Flying Deaf? Earliest bats probably didn’t echolocate
By Sid Perkins
Fossils of a cardinal-sized creature recently unearthed in western Wyoming suggest that primitive bats developed the ability to fly before they could track their prey with biological sonar.
More than one-fifth of living mammal species are bats, and most of those use echolocation to track prey or avoid obstacles. The fossil record of these delicate-boned creatures is sparse, but analyses hint that even the earliest known bats—those flitting through the skies between 54 million and 50 million years ago—could echolocate, says Nancy B. Simmons, a vertebrate paleontologist at the American Museum of Natural History in New York City. In fact, of the six bat species previously known from that era and with enough remains to analyze, all apparently were sonar capable, she notes. Evidence includes a large cochlea, or inner ear, that enabled the bats to detect the echoes of their high-pitched squeaks.
Paleontologists have long debated whether bats’ ability to fly preceded, followed, or evolved in tandem with their ability to echolocate. Now, in the Feb. 14 Nature, Simmons and her colleagues describe the almost complete fossils of a creature that suggests the “flight-first” hypothesis is correct.
The ancient bat, dubbed Onychonycteris finneyi, had a 30-centimeter-wingspan and lived in what is now western Wyoming about 52.5 million years ago, says Simmons. Onychonycteris, which means “clawed bat” in Greek, refers to the creature’s most distinctive feature: It has claws on all five digits of its forelimbs, whereas all living bats and previously studied fossil bats have claws on no more than two digits. The name finneyi honors the fossil collector who excavated the specimens, says Simmons.
O. finneyi’s wings were relatively short and broad compared with those of other bats, and the outermost portion of the wing membrane—the part stretched between the bat’s fingers—was relatively small. Modern species that are built similarly have an unusual flying style, alternately gliding and fluttering their wings, says Simmons.
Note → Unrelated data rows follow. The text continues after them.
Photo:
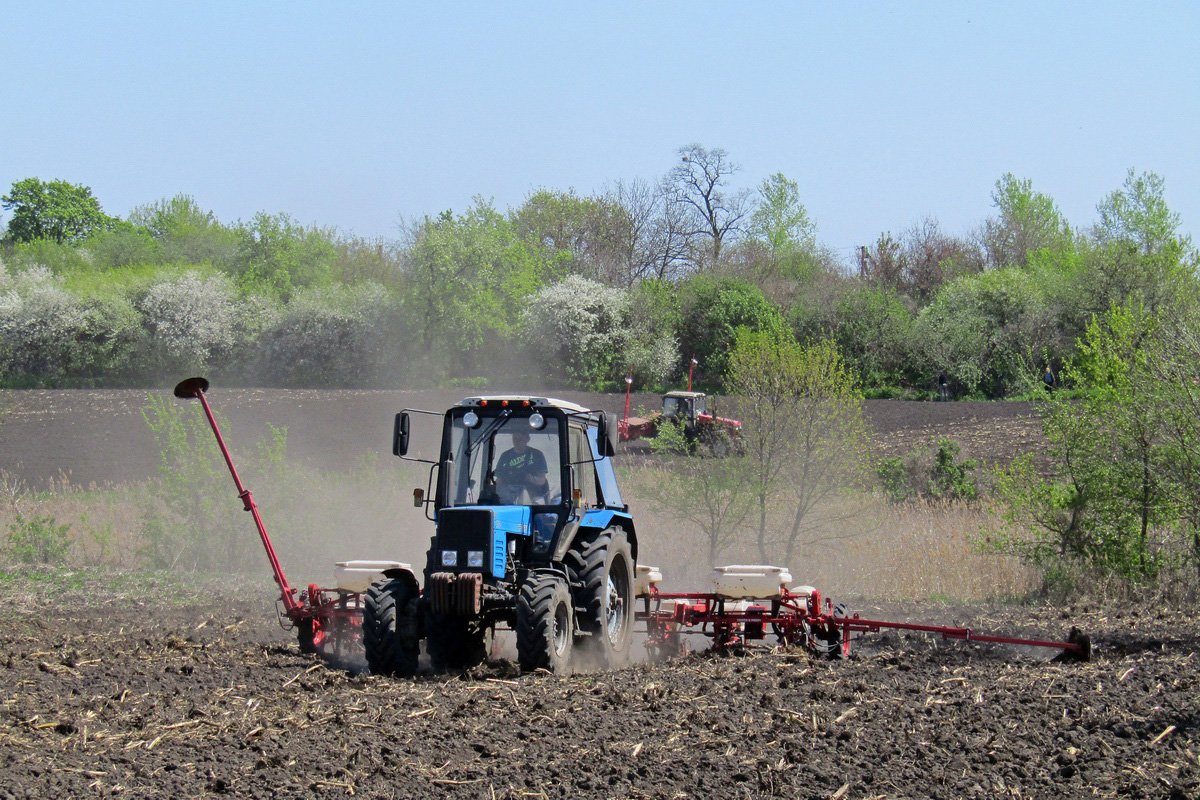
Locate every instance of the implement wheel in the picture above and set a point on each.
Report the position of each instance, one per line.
(390, 629)
(603, 563)
(456, 642)
(306, 633)
(545, 624)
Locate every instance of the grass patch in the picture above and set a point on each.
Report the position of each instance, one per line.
(28, 588)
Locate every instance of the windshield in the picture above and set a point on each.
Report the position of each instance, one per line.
(504, 461)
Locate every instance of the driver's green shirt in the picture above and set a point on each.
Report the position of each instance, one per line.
(514, 468)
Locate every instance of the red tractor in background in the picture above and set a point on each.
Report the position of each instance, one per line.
(688, 409)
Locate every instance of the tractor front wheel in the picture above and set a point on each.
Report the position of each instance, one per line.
(601, 564)
(390, 630)
(545, 624)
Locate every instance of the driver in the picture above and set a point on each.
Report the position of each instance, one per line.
(521, 467)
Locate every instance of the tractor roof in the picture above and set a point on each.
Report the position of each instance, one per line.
(553, 402)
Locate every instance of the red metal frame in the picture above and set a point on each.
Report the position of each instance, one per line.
(795, 619)
(333, 617)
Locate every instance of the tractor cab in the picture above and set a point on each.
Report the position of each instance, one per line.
(684, 407)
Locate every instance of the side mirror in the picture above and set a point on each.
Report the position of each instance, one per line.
(605, 437)
(400, 435)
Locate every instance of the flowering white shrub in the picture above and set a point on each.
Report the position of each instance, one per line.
(190, 322)
(40, 325)
(586, 332)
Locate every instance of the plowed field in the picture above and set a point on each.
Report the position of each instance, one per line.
(166, 692)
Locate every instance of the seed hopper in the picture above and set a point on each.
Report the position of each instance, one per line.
(747, 603)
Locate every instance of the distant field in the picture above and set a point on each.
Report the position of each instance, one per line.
(99, 435)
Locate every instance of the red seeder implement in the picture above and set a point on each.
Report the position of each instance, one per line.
(327, 620)
(750, 603)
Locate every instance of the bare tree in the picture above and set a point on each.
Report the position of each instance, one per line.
(933, 257)
(699, 185)
(654, 242)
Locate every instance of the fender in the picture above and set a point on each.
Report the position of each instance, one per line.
(407, 576)
(601, 518)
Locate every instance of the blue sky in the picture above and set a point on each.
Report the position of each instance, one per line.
(357, 114)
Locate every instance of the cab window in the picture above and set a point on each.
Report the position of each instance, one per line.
(583, 471)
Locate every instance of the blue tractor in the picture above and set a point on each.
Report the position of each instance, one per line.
(531, 534)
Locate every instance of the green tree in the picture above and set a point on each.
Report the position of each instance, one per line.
(1027, 222)
(874, 331)
(804, 438)
(277, 256)
(712, 310)
(469, 277)
(589, 232)
(780, 222)
(985, 332)
(708, 493)
(54, 210)
(1113, 500)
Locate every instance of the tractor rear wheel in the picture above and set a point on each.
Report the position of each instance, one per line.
(456, 642)
(390, 630)
(545, 624)
(601, 563)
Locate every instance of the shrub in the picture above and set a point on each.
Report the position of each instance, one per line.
(330, 336)
(40, 540)
(587, 334)
(935, 474)
(190, 323)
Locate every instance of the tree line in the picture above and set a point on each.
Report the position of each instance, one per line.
(573, 289)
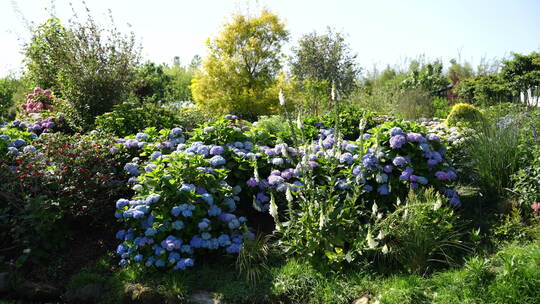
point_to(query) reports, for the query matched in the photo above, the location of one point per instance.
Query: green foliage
(129, 118)
(8, 87)
(326, 59)
(484, 90)
(151, 82)
(458, 71)
(428, 77)
(350, 119)
(240, 71)
(465, 114)
(526, 183)
(422, 233)
(521, 72)
(441, 106)
(413, 104)
(67, 182)
(180, 79)
(253, 258)
(276, 125)
(495, 154)
(90, 70)
(314, 95)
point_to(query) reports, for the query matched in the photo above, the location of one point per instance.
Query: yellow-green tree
(239, 75)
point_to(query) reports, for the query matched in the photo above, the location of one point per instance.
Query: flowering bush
(58, 184)
(185, 204)
(204, 181)
(340, 190)
(129, 118)
(38, 102)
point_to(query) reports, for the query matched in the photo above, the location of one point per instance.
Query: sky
(380, 32)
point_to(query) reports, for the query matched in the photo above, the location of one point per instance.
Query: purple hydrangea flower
(346, 158)
(395, 131)
(397, 141)
(415, 137)
(252, 182)
(383, 189)
(274, 180)
(399, 161)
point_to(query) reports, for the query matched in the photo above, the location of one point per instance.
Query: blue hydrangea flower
(230, 204)
(187, 187)
(406, 174)
(203, 225)
(383, 189)
(139, 257)
(19, 143)
(397, 141)
(150, 232)
(13, 150)
(120, 234)
(346, 158)
(234, 248)
(287, 173)
(343, 184)
(29, 149)
(415, 137)
(369, 160)
(175, 132)
(141, 136)
(155, 154)
(421, 180)
(233, 224)
(132, 143)
(214, 210)
(395, 131)
(207, 197)
(132, 168)
(274, 180)
(217, 160)
(400, 161)
(121, 203)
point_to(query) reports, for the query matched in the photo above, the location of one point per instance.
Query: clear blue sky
(380, 32)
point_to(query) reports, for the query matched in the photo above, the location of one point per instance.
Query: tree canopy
(239, 75)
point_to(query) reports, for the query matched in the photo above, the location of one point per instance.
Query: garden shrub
(91, 70)
(129, 118)
(340, 189)
(346, 118)
(184, 200)
(466, 114)
(56, 185)
(422, 233)
(526, 184)
(414, 103)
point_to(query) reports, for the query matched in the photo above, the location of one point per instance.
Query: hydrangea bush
(186, 195)
(192, 192)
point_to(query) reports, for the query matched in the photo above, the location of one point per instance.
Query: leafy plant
(90, 70)
(422, 233)
(239, 75)
(466, 114)
(129, 118)
(496, 154)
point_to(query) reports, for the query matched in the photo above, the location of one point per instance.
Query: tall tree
(325, 58)
(239, 74)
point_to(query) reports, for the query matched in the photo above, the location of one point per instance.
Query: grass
(511, 275)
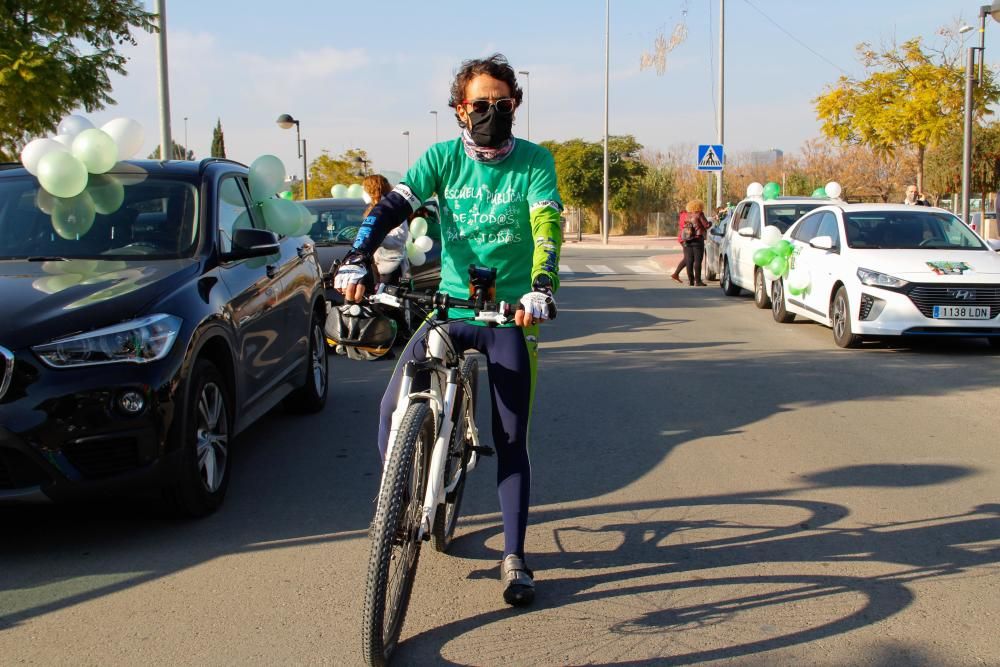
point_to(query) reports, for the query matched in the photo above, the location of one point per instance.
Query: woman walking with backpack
(691, 235)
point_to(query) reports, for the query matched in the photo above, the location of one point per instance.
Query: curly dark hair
(495, 66)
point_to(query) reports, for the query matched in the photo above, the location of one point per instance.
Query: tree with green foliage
(580, 172)
(912, 99)
(180, 152)
(218, 140)
(327, 171)
(56, 56)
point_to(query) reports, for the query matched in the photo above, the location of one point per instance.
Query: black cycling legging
(511, 356)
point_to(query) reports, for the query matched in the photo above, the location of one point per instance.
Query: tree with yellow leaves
(912, 99)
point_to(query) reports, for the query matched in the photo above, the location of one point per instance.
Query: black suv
(146, 322)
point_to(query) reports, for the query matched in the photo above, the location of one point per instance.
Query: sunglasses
(504, 105)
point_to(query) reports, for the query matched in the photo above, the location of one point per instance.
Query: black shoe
(519, 585)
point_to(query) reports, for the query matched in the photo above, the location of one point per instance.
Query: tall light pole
(970, 82)
(285, 122)
(722, 99)
(166, 142)
(527, 106)
(605, 225)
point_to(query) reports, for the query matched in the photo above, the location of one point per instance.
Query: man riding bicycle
(499, 207)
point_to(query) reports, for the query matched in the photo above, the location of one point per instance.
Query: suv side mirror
(253, 243)
(822, 242)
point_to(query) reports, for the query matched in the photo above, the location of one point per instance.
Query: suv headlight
(137, 341)
(876, 279)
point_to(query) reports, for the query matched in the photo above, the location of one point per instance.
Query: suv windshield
(784, 216)
(114, 218)
(335, 223)
(909, 230)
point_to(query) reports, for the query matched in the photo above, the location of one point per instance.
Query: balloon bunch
(419, 244)
(281, 215)
(340, 191)
(71, 168)
(777, 261)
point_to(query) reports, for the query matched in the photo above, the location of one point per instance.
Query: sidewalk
(665, 243)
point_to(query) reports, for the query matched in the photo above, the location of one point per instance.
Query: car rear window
(124, 217)
(784, 216)
(920, 228)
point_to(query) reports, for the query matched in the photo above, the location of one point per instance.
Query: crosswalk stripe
(642, 268)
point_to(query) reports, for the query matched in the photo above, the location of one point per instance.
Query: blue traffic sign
(710, 157)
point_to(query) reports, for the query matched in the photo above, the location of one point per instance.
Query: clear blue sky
(358, 74)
This undulating mode of flight saves energy at most flight speeds and may replicate the evolutionary bridge between gliding and full-fledged flapping, she and her colleagues speculate.
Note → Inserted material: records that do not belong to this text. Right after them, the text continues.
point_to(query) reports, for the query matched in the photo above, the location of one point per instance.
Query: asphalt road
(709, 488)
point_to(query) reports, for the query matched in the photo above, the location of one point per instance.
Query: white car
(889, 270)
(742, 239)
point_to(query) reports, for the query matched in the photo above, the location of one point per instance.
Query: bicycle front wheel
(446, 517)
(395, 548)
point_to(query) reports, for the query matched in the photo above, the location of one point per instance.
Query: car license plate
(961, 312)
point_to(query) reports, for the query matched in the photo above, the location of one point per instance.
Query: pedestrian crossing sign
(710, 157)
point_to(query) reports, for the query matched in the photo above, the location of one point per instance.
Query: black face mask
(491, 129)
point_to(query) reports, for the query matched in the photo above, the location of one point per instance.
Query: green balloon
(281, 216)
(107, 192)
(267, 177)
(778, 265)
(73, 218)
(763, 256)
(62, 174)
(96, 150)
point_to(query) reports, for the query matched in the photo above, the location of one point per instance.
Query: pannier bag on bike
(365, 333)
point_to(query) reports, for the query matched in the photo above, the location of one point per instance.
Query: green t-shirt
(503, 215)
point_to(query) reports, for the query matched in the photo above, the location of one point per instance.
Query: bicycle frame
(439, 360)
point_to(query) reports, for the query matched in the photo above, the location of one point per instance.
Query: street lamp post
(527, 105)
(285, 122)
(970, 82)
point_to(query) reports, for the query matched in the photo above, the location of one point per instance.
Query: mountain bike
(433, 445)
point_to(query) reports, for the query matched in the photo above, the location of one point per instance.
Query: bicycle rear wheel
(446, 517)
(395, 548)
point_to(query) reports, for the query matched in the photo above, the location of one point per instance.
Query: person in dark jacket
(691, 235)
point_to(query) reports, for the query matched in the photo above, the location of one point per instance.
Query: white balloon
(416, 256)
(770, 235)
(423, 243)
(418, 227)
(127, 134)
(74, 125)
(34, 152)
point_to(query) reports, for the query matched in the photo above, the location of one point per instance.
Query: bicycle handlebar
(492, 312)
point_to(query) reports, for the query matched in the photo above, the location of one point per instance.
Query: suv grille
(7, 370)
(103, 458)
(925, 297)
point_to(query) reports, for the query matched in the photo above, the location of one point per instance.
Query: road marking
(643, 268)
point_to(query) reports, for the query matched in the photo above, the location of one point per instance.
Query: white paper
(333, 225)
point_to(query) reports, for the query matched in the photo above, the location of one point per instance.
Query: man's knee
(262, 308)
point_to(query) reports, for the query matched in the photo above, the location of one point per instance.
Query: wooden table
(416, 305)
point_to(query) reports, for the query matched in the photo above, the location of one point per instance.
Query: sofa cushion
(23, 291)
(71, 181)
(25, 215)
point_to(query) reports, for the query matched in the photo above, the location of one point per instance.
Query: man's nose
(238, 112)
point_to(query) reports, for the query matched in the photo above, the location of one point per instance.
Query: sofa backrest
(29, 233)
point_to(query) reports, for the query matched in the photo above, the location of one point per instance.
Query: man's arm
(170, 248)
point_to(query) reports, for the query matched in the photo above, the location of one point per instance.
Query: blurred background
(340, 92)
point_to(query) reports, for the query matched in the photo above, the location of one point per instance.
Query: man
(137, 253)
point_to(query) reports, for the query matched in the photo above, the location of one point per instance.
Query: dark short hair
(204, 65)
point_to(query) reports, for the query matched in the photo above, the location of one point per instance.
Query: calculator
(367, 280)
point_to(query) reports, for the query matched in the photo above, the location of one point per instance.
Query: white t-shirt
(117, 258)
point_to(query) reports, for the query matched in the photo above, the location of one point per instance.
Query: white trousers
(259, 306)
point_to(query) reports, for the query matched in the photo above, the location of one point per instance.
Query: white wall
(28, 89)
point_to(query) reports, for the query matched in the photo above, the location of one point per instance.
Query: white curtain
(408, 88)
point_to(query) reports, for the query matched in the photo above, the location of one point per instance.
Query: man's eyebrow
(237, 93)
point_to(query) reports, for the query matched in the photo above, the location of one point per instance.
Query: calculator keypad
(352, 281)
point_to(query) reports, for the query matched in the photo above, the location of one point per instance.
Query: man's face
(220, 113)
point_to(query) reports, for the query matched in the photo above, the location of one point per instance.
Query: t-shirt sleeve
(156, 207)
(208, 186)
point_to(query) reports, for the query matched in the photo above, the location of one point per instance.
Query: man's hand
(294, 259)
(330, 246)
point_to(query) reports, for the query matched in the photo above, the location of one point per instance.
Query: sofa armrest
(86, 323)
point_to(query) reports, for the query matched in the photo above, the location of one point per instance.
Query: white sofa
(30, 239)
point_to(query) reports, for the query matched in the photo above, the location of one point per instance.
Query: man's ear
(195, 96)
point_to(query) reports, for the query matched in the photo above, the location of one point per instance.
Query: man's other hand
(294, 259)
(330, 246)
Also, the researchers note, O. finneyi’s legs are relatively longer than those of any known bats, and the ratio of its forelimb length to its hindlimb length approaches that of nonflying arboreal mammals such as sloths and lemurs.
Together, these traits—numerous claws, unbatlike limb proportions, and a presumably clumsy flying style—suggest that O. finneyi represents the most primitive known lineage of bats. Although O. finneyi clearly could fly, the bat’s cochlea was small, a sign that the creature couldn’t echolocate. That inability suggests that the evolutionary predecessors of bats also could not echolocate, the researchers note.
“This is a really big find, a huge piece of the [evolutionary] puzzle,” says Emma C. Teeling, a paleontologist at University College Dublin. Not only do these fossils answer the age-old question of whether flight and echolocation developed separately, but they also provide hints about what protobats may have looked like, she says.
“To find something in the fossil record that isn’t a full-fledged bat is great,” says Suzanne Hand, a vertebrate paleontologist at the University of New South Wales in Sydney, Australia. However, she adds, O. finneyi may simply represent an evolutionary experiment, one newfound bat lineage among the many that were flapping about at the time.